Let $(X,\Sigma,\mu)$ be a measure space. A function of the form
$$
\phi(x) = \sum_{i=1}^{n} c_i \mathbf{1}_{E_i}
$$
where $c_i \in \mathbb{R}$ and $E_i \in \Sigma$ is called a simple function. If $c_i \geq 0$ for all $i$, the Lebesgue integral of $\phi$ is
$$
\int \phi d\mu = \sum_{i=1}^{n} c_i \mu(E_i).
$$
Let $f$ be a non-negative measurable function. If $X$ is $\sigma$-finite, we have
\begin{align}\tag{$\ast$}
\sup\left\{ \int \phi d\mu : \phi \text{ simple, } 0 \leq \phi \leq f \right\}
=
\sup\left\{ \int \phi d\mu : \phi \text{ simple, } 0 \leq \phi \leq f, \, \mu(\{x: \phi(x) \neq 0\}) < \infty \right\}
\end{align}
and their common value is $\int f d\mu$, the Lebesgue integral of $f$.
To see that $(\ast)$ holds, it suffices to consider sets $X_1, X_2, \ldots, \in \Sigma$ with $X = \cup_{i=1}^{\infty} X_i$ and $\mu(X_i) < \infty$ and note that
$$
\lim_{N \rightarrow \infty} \sum_{i=1}^{n} c_i \mu(E_i \cap \cup_{i=1}^{N} X_i ) = \sum_{i=1}^{n} c_i \mu(E_i)
$$
because, for each $i$, the sequence of sets $\{ E_i \cap \cup_{i=1}^{N} X_i \}_{N=1}^{\infty}$ is increasing and
$$
\bigcup_{N=1}^{\infty} (E_i \cap \cup_{i=1}^{N} X_i) = E_i.
$$
Question. Does $(\ast)$ hold if we relax or drop the hypothesis that $X$ is $\sigma$-finite?
Best Answer
Try taking $X=[0,1], \Sigma = \mathcal P \left( {[0,1]} \right), \mu(A)=0$ if $A$ is finite or countable, and $\mu(A)=\infty$ if $A$ is uncountable. Then $\sigma$-finiteness does not hold on this measure space.
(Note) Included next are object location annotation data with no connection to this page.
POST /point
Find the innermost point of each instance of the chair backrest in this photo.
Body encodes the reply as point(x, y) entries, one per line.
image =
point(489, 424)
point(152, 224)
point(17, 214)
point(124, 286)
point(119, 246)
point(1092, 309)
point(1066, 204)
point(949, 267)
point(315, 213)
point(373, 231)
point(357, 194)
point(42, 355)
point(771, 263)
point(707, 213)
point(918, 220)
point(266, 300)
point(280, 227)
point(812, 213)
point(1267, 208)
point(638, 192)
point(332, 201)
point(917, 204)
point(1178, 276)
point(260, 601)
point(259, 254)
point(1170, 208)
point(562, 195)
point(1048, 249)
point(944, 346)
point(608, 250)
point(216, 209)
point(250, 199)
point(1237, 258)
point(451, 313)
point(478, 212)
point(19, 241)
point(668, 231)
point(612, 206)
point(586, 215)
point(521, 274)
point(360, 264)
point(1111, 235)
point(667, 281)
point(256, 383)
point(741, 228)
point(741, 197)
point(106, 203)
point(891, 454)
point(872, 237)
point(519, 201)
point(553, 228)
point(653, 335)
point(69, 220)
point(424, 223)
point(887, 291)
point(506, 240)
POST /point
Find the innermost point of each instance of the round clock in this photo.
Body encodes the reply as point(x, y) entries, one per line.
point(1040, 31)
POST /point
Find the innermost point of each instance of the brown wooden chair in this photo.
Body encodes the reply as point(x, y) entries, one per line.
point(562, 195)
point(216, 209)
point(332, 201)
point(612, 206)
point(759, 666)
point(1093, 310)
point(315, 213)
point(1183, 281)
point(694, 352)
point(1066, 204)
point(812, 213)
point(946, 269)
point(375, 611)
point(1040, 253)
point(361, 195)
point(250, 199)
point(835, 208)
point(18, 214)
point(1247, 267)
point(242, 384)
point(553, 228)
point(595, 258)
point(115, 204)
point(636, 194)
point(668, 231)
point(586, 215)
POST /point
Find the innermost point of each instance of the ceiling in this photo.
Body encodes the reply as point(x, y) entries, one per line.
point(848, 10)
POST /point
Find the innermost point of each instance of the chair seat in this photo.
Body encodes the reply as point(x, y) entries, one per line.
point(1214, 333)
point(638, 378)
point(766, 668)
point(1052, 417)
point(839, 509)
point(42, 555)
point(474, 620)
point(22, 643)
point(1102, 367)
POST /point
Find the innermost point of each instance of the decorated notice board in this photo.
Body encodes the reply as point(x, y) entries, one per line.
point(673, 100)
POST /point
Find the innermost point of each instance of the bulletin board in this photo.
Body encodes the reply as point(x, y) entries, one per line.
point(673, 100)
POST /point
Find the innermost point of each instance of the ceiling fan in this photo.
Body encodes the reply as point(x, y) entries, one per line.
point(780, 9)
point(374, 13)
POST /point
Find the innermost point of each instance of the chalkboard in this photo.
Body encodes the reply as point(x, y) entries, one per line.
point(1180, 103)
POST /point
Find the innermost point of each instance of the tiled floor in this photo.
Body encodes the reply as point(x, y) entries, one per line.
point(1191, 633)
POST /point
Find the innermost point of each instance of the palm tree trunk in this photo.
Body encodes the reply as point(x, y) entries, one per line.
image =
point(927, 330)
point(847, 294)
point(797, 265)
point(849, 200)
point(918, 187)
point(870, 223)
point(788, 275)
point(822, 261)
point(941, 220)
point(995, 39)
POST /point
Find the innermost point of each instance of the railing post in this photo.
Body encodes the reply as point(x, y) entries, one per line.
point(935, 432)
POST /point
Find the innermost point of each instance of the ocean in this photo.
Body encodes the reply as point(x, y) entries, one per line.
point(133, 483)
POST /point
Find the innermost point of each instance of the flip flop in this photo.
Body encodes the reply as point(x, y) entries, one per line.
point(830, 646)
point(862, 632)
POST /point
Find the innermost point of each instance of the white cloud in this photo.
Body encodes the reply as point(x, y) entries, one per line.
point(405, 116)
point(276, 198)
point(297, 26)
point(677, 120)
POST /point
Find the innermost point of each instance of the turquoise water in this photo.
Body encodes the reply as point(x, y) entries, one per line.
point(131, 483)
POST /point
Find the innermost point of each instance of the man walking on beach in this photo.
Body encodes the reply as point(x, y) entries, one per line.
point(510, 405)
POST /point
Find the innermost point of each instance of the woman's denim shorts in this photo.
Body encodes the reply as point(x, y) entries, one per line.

Consider $f(x)=1.$ Notice $f$ is $\mu$-measurable. Consider for $(*)$, $$\sup \left\{ \int_{X} \phi d\mu:\phi \space \text{simple}, 0 \leq \phi \leq 1\ \right\} =\int_{X} 1 d\mu=1 \cdot \infty=\infty$$ but for the right hand side of $(*)$, $$\sup \left\{ \int_{X} \phi d\mu:\phi \space \text{simple}, 0 \leq \phi \leq 1\ , \mu\{x:\phi(x) \ne 0\} < \infty \right\}=0$$
since for all such functions $\phi$ in this case, $$\mu\{x:\phi(x) \ne 0\}< \infty$$ if and only if $$\mu\{x:\phi(x) \ne 0\}=0$$ so that $$\int_{X} \phi d\mu \leq 1 \cdot 0=0$$ for all such $\phi$.